12. Create a scatter plot of hair grass density and average summer temperature. Remember to improve the axes labels!
```{r}
ggplot(hairgrass, aes(x = avg_summer_temp, y = hairgrass_density_m2)) +
geom_point() +
xlab("Average Summer Temperature") +
ylab("Hairgrass Density") +
theme_bw()
```
13. Write 1-2 sentences interpreting the plot above. Is this a positive relationship, negative relationship or no relationship at all? Based on your prediction, do you think the correlation coefficient will be positive, negative, or zero?
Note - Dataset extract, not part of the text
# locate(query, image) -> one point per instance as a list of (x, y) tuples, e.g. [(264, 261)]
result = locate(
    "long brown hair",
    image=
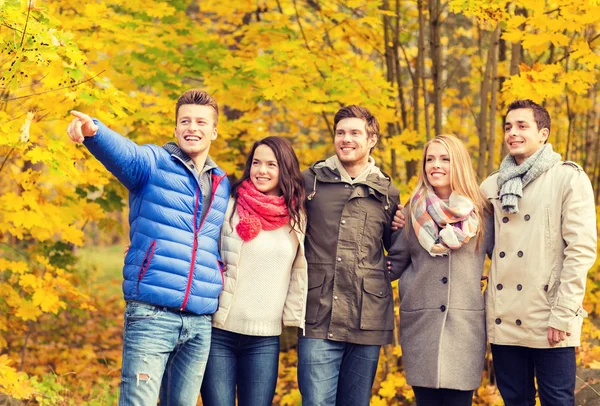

*Answer: There appears to be a positive relationship between average summer temperature and hairgrass density. Because of this, I predict the correlation coefficient will be positive.*
14. Calculate the correlation coefficient, `r`.
```{r}
r <- cor(x = hairgrass$avg_summer_temp, y = hairgrass$penguin_density_m2)
r
```
15. Calculate the `r^2` value. Write a one sentence interpretation of what the `r^2` value means in the context of these two variables.
```{r}
r^2 * 100
```
*Interpretation:* 15.46% of variation between average summer temperature and hairgrass density is accounted for.
16\. Create the scatter plot that includes the line of best fit (have `ggplot2` calculate the linear equation for you)
```{r}
ggplot(hairgrass, aes(avg_summer_temp, hairgrass_density_m2)) +
geom_point() +
geom_smooth(method = "lm") +
xlab("Average Summer Temp") +
ylab("Hairgrass Density") +
theme_bw()
```
17. Using code, create the regression model in R and obtain the summary of it.
```{r}
summer_temp_model <- lm(hairgrass_density_m2 ~ avg_summer_temp, data = hairgrass)
summary(summer_temp_model)
```
18. Interpret the model summary. What is the p-value for our variable of interest? Do we accept or reject the null hypothesis regarding the relationship between these two variables? What can we conclude then about building a road? (2 points)
*Answer:*
Our p-value for our variable of interest is \<2e-16, which is very small. This means that there is a significant positive relationship between average summer temperature and hairgrass density. Because of this, we can reject the null hypothesis. We should avoid areas with high average summer temperatures when building our road so that we do not disturb areas with high average hairgrass density.